Et si, en écartant le pouvoir des médias, des influenceurs de toutes sortes, des facteurs extérieurs, le choix était finalement, dans le fond, libre ? Et si les humains, naturellement, instinctivement, étaient comme ça ?
 Et si, enfermés dans nos bulles de gauche, de bienfaisance et de révolte, dans nos biais de confirmation supposés positifs, et si nous ne voyions rien venir parce que nous serions, en fait, une minorité ?
 Et si les États-Unis n’avaient que ce qu’ils méritent parce qu’en fait, ils le veulent. Sincèrement. Dans la forme la plus pure de l’expression de la démocratie. Nous choisissons ce candidat parce que dans notre âme et conscience, nous pensons que c’est lui qui nous mènera vers de meilleurs futur.

Trump a gagné. Nous ne sommes pas devins, nous sommes incapables de savoir comment les choses vont tourner. C’est peut-être la pire nouvelle géopolitique depuis un paquet de temps, dont les conséquences seront catastrophiques. C’est peut-être un fantoche qui n’aura qu’un impact limité.
 Trump dit surtout, une nouvelle fois après le Brexit dans la longue liste des victoires populistes de l’histoire de l’humanité, que la seule vraie, bonne méthode universelle pour gagner, c’est la sienne. Les parallèles se font tout seul, je n’ai pas besoin de les pointer du doigt.

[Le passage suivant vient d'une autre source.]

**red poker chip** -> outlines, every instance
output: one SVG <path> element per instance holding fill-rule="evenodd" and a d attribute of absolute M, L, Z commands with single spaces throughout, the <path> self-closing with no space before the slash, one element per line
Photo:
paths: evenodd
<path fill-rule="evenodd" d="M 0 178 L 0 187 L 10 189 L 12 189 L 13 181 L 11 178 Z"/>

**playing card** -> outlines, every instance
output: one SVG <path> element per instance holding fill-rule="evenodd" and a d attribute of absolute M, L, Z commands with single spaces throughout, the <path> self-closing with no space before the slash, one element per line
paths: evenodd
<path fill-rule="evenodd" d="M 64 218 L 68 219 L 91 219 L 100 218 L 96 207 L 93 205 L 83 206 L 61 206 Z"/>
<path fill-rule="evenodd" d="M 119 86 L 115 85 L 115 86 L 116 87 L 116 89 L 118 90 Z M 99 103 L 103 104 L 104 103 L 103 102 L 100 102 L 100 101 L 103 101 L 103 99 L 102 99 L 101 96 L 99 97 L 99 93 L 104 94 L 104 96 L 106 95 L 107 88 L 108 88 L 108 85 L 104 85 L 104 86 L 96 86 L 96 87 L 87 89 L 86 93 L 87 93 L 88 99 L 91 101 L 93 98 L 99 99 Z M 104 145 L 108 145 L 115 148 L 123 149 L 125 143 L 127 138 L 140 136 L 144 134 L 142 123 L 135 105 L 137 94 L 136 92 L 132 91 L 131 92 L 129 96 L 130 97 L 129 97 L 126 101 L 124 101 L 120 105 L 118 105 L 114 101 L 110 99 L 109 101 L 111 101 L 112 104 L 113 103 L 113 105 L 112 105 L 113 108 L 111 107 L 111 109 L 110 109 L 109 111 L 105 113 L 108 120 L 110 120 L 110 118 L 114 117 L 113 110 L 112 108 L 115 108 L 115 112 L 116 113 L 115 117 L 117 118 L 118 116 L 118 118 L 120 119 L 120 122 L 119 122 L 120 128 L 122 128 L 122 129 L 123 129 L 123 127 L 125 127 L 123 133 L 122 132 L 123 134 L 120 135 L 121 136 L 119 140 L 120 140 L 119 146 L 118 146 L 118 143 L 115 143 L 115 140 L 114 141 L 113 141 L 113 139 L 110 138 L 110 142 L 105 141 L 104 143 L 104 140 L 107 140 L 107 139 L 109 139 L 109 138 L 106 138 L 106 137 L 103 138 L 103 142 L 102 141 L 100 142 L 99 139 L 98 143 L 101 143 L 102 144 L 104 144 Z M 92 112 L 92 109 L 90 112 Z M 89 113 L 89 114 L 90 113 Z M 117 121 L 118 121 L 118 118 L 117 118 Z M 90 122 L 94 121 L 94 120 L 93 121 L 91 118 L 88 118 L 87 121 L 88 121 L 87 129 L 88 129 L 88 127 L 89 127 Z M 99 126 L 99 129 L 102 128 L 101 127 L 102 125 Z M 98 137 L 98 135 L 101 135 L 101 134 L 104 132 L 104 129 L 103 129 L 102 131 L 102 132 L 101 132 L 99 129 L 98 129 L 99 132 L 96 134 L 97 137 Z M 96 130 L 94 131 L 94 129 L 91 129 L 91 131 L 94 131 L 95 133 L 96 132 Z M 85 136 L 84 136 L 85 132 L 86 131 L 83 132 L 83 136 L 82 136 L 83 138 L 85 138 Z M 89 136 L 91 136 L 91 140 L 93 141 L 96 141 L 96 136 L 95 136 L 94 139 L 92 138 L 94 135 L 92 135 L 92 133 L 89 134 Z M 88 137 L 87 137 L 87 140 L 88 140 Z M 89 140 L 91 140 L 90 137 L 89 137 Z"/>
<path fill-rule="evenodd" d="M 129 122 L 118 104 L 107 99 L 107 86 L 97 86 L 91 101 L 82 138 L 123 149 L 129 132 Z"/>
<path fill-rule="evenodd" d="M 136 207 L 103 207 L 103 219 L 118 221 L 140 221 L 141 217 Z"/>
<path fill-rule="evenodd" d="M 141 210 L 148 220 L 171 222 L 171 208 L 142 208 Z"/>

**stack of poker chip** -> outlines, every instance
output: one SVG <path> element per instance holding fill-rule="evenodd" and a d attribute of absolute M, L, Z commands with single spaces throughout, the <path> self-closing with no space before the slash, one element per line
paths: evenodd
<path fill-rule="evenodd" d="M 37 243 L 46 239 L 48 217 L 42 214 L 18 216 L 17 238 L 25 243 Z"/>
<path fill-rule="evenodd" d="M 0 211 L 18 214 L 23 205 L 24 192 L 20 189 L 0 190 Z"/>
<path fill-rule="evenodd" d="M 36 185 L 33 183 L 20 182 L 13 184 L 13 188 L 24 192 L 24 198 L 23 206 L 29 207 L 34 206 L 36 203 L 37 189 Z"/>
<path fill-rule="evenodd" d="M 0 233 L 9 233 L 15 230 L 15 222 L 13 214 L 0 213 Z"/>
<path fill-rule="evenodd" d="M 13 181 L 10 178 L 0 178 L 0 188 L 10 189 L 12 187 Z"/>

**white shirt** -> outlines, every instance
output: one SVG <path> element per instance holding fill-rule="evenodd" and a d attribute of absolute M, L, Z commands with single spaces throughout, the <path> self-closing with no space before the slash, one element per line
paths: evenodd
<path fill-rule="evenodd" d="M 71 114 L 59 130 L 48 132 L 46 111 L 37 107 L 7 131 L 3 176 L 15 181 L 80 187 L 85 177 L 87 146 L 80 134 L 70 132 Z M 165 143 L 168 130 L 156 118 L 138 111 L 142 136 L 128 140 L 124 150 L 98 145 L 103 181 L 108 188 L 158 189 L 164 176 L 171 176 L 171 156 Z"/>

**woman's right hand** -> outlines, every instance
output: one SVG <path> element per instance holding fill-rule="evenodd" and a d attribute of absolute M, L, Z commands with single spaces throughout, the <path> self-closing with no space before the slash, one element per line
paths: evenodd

L’échéance est à 6 mois en France. J’aime à croire qu’il existe une partie de la population éduquée, réfléchie, pouvant se sortir intellectuellement des travers faciles et instinctifs mus par la peur. Une population qui aime la liberté, la vraie, pas la sienne propre, mais surtout celle des autres, de tous les autres, des arabes, des noirs, des mexicains, des jaunes, des blancs, des femmes, des hommes, des gays, des immigrés, des locaux, des pauvres. Capable d’envisager nos intérêts communs. De comprendre au-delà de tout ce qui peut nous être servi, pour raviver nos instincts. Capables de voir les enjeux, les vrais, et pas de s’inquiéter de quel morceau de tissu la femme du voisin met sur sa tête, de la manière dont son fils écrira le mot “nénuphar” dans 20 ans ou d’avec qui se marie le collègue de la compta. C’est terrible de donner ces sujets en exemple tant ils sont triviaux, mais ce sont pourtant eux qui ont animé le débat politique en France en 2016.

Je veux me croire de cette population là. Jusqu’à aujourd’hui, je pensais que nous étions une majorité. Silencieuse, mais une majorité.

Sommes-nous seuls ?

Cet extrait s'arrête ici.